Caring for their own: aeromedical team executes real-world evacuation during African Lion 25

109th Air Wing
Story by Tech. Sgt. Madison Scaringe

Date: 04.14.2026
Posted: 04.14.2026 13:31
News ID: 562679
AE group photo at African Lion 25

Blood covered the floor as Maj. Megan Martin rushed into the room, pulled from sleep and thrown into an emergency situation.

“I showed up — I had just been woken up — and there was blood everywhere,” she said. “It was immediately clear this wasn’t your average injury. He needed a hospital.”

What had started as a typical evening during a multinational training exercise in Morocco quickly shifted when Master Sgt. Andrew Tomlinson, an aeromedical evacuation operations specialist assigned to the 109th Airlift Wing, suffered a severe laceration on his leg from a shattered glass countertop.

Within moments, Tomlinson realized he had gone from supporting the mission to becoming the patient.

“As soon as it happened, I knew it was bad. There was a lot of blood, and I could tell this was bigger than anything I could handle myself,” he said.

Tomlinson and the 109th’s aeromedical evacuation team were participating in African Lion 25, U.S. Africa Command’s largest annual joint exercise. The training brought together approximately 50 nations and 10,000 U.S. service members for operations across Ghana, Morocco, Senegal and Tunisia.

Martin, serving as an instructor, said the mission was to both learn from their Moroccan partners and demonstrate how U.S. Air Force flight nurses and medical teams provide care to patients in flight.

That training environment changed instantly as medical personnel responded to Tomlinson, shifting from simulated scenarios to a real-world emergency.

“He had definitely gotten himself real deep. I wasn’t sure if I was seeing muscle or bone, but it was clearly deeper than fatty tissue,” Martin said.

The severity of the wound, combined with limited medical resources on site, quickly drove the decision-making process. Tomlinson’s team navigated both physical and communication challenges as they transported him to a Moroccan military hospital, where concerns about infection and overall care capabilities began to grow.

“I had complete trust in them,” Tomlinson said. “These are the same people I train with and rely on, so I knew I was in good hands.”

As the patient stabilized, the focus expanded beyond immediate treatment to a larger challenge — coordinating his evacuation out of the country.

“There were really two parts to the situation,” Martin said. “The clinical side of someone being badly injured, and the operational side of figuring out how to get him out of a foreign country.”

Once the need for evacuation was established, the aeromedical evacuation system — a global network designed to rapidly move patients to higher levels of care — was set into motion.

Coordinating from a remote location without standard systems access, team members worked across multiple time zones, reaching back to partners in Djibouti and Ramstein Air Base, Germany, to initiate an emergency aeromedical evacuation mission.
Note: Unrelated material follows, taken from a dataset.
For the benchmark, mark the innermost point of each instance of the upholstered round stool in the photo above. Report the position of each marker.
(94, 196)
“It’s not like we were near a normal airport with regular flights,” Tomlinson said. “They had to coordinate an emergency flight around the exercise, and we didn’t have the programs we normally use in an operational environment.”

Despite those challenges, the system moved quickly. Within hours, a U.S. Air Force C-17 Globemaster III launched from Germany, carrying an aeromedical evacuation crew and critical care team to transport Tomlinson to higher-level care.

In less than 24 hours from the time of injury, the same system the team had been training to support was activated to evacuate one of their own — a real-world demonstration of the mission’s speed and capability.
For Tomlinson, the experience underscored both the seriousness of the situation and the trust placed in the team around him.

“Once we got on the aircraft, I knew things were moving in the right direction. That’s when it really hit me how serious everything had been. It definitely gave me a new perspective on what we do. You don’t fully understand it until you’re the one going through it,” he said.

In the end, the incident served as a powerful reminder of the purpose behind every training scenario.

“You think everything is a well-oiled machine,” Martin said, “but sometimes you’re figuring it out in real time. What matters is that the team makes it happen.”